PRESENT AT THE CREATION: My Life in the NFL and the Rise of America’s Game
by Upton Bell with Ron Borges
University of Nebraska Press
(www.nebraskapress.unl.edu)
2017, 382 pp., $24.95
ISBN 978-1-4962-0039-6
Click here to purchase
Upton Bell, son of Philadelphia Eagles founder Bert Bell, the game’s greatest innovator who saved the NFL from ruin after World War II, reminded me once again that, when you think you know just about everything that’s important, you miss quite a few critical things.
As in, where did the name “Philadelphia Eagles” come from?
No, it wasn’t named in honor of the Boston College Eagles. No, Bell didn’t see a bald eagle making its way to a nest on Hawk Mountain. Actually, the expansion-team Eagles were first simply the Frankford Yellow Jackets. In July 1933, Bell had naming rights to the “Philadelphia team” he purchased.
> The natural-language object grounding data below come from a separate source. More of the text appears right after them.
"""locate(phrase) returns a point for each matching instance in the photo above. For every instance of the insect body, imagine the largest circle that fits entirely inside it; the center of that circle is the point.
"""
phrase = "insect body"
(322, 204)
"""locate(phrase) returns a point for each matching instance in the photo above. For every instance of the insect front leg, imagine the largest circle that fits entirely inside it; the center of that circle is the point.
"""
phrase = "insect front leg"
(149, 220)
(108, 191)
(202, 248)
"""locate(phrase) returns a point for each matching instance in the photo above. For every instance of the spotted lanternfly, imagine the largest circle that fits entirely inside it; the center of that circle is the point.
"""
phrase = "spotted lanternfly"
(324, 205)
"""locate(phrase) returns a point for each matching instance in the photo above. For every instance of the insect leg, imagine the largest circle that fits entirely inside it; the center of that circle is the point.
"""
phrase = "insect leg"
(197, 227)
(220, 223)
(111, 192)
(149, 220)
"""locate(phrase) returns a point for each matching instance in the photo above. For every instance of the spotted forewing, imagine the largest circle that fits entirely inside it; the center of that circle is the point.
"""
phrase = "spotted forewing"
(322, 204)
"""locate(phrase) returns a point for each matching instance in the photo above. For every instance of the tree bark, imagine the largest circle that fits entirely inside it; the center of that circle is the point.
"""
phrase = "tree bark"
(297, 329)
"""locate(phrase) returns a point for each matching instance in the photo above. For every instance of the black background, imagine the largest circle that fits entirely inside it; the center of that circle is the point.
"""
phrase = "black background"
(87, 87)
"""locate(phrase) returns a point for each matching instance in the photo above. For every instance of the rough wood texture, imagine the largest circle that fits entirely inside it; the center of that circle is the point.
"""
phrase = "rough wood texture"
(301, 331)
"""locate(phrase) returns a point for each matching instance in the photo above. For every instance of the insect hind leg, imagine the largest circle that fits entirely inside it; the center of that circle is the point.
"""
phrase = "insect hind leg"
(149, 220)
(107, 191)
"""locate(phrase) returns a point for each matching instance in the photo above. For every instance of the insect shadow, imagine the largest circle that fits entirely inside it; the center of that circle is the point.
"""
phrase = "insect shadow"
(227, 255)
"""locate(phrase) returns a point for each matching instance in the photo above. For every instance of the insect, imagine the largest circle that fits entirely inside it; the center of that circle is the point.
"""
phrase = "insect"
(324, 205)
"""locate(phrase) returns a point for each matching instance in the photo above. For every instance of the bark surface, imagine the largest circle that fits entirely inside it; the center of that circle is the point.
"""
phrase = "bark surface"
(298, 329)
So one day, July 9, 1933, walking down Chestnut Street in center city, Philadelphia, he came to the corner of Chestnut and Broad streets and “saw a billboard promoting President Franklin Roosevelt’s National Recovery Act,” according to the book. “The symbol looking down at him with a hungry eye was a bald eagle. At that moment, the Philadelphia Eagles were born.”
Upton served in various roles, in the beginning as an NFL scout, then as personnel director for the Baltimore Colts, general manager of the New England Patriots, World Football League owner of the Charlotte Hornets and then radio and TV talk show host.
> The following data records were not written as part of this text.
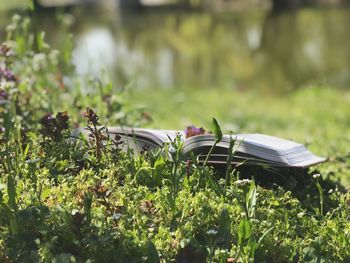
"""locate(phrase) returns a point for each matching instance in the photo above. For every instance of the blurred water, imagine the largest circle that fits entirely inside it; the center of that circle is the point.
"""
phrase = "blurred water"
(243, 50)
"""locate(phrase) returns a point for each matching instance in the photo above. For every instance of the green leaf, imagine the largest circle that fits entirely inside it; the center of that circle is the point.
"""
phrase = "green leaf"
(152, 253)
(224, 229)
(217, 130)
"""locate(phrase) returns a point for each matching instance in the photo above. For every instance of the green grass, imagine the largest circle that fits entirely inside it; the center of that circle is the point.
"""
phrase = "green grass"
(63, 201)
(316, 116)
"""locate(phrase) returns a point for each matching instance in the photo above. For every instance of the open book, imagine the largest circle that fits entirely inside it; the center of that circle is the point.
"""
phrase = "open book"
(249, 148)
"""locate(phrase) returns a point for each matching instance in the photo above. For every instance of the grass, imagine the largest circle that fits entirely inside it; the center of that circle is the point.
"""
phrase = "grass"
(64, 201)
(316, 116)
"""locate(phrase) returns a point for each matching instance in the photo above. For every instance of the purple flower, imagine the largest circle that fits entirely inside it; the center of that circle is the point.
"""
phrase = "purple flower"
(5, 50)
(7, 75)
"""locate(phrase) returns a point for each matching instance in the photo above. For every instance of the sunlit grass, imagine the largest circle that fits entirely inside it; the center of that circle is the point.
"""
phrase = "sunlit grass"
(316, 116)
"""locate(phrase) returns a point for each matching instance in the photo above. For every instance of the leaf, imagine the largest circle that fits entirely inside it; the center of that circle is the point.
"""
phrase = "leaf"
(217, 130)
(152, 253)
(224, 229)
(244, 231)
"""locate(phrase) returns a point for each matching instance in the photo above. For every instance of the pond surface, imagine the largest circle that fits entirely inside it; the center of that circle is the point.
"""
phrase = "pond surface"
(243, 50)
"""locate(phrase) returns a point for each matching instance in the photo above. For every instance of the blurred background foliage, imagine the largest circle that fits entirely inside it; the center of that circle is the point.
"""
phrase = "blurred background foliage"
(277, 67)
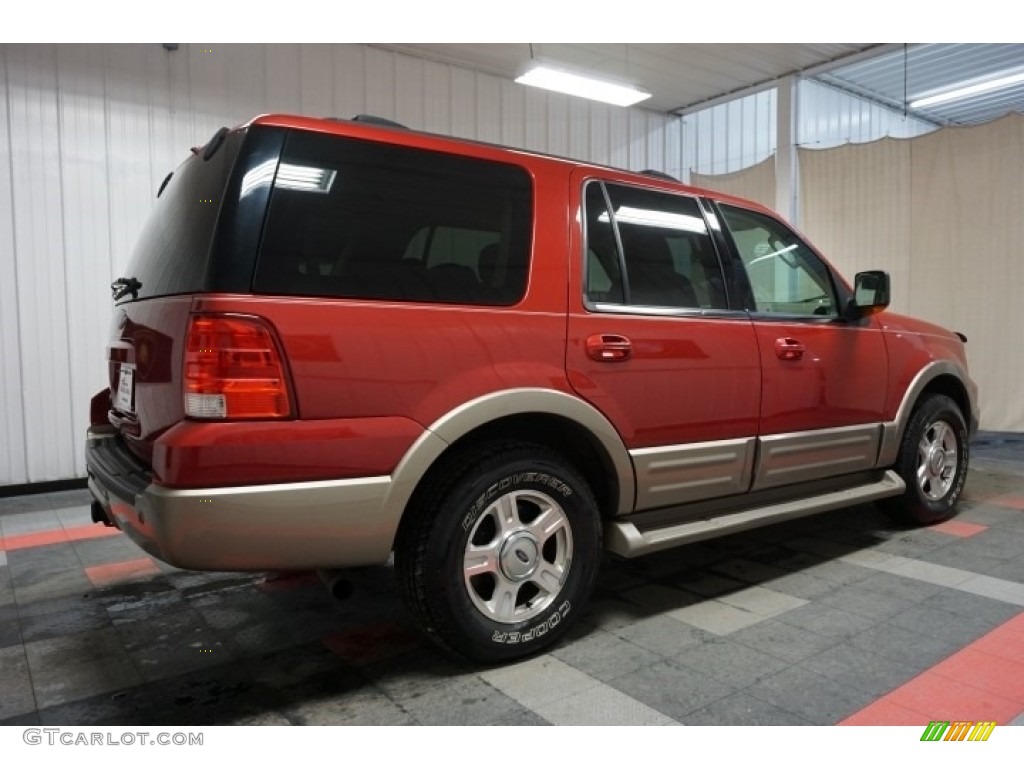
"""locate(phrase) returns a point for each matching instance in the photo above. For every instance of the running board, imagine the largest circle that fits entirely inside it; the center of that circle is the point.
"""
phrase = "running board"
(624, 538)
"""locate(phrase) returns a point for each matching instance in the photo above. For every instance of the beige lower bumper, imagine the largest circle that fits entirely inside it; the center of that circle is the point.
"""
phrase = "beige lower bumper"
(335, 523)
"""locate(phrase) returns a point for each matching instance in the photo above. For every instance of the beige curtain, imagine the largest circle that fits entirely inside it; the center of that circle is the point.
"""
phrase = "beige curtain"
(944, 214)
(756, 182)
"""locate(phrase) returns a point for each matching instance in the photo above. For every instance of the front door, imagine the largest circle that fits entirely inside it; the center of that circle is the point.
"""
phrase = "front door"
(654, 344)
(823, 378)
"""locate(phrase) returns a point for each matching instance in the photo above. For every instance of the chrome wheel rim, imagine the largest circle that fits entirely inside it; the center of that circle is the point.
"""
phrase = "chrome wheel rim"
(937, 460)
(517, 556)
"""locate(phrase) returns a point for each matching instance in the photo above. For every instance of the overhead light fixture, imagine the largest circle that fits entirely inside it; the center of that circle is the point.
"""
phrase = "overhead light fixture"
(552, 79)
(969, 90)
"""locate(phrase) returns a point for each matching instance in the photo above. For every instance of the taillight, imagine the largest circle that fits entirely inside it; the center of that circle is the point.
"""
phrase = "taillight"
(233, 370)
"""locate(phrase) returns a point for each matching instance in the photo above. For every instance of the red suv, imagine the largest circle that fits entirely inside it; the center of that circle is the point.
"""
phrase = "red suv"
(340, 339)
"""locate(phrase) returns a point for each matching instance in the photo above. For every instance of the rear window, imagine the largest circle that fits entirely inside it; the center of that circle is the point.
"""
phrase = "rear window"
(361, 219)
(171, 254)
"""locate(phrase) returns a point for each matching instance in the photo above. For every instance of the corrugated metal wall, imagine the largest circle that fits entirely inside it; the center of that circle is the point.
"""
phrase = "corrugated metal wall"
(828, 117)
(730, 136)
(87, 132)
(742, 132)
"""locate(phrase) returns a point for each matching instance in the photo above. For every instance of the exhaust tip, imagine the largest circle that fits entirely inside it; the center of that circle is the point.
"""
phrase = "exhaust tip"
(99, 514)
(340, 588)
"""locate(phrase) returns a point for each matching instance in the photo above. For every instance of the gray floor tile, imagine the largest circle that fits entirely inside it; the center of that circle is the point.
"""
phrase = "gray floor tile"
(729, 662)
(603, 655)
(897, 643)
(10, 630)
(707, 584)
(672, 688)
(742, 709)
(366, 707)
(824, 620)
(107, 550)
(954, 629)
(783, 641)
(716, 616)
(803, 585)
(902, 587)
(860, 669)
(17, 697)
(466, 700)
(867, 603)
(662, 635)
(972, 606)
(750, 571)
(172, 643)
(70, 583)
(814, 697)
(52, 617)
(79, 666)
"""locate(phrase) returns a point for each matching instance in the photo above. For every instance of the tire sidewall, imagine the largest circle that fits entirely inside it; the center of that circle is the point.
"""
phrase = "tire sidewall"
(929, 510)
(481, 637)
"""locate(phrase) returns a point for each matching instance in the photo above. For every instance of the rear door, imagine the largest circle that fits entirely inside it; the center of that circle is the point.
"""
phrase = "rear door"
(654, 344)
(823, 378)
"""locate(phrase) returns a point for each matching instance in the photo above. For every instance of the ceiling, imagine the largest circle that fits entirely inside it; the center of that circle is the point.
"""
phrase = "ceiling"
(684, 77)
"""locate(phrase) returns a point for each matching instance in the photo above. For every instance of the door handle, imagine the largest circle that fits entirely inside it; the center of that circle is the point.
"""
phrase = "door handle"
(608, 347)
(788, 349)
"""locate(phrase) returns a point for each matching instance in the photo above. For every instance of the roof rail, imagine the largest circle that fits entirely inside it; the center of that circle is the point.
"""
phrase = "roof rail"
(658, 174)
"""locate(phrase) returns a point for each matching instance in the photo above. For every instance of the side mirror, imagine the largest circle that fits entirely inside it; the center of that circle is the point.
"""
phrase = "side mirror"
(870, 293)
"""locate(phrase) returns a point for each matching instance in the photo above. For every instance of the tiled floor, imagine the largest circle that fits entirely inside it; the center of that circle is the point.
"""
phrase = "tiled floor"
(840, 617)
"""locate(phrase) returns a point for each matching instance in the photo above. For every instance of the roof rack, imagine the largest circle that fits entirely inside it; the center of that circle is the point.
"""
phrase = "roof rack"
(658, 174)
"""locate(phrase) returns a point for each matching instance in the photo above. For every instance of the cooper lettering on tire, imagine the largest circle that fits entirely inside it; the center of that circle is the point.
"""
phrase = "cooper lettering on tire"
(932, 461)
(500, 551)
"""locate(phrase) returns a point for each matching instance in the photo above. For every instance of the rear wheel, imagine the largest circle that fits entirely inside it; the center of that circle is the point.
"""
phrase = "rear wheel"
(501, 553)
(932, 461)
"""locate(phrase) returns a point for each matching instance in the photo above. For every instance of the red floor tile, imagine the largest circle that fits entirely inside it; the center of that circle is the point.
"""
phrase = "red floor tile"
(1001, 676)
(982, 681)
(1015, 502)
(116, 572)
(885, 712)
(58, 536)
(958, 527)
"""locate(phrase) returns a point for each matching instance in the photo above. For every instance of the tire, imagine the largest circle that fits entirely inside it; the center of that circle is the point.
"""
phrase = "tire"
(932, 461)
(501, 552)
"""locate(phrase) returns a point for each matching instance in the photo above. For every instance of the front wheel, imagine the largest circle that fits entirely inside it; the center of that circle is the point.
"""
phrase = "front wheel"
(932, 461)
(501, 553)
Throughout the book, there are so many memories, anecdotes, recollections and asides that you wonder if he had a big, thick journal with names and thoughts and belief systems that he wrote down his entire time in football. I don’t know how he remembers it all, but it’s here: the personalities that shaped the league that literally is America’s No. 1 sport.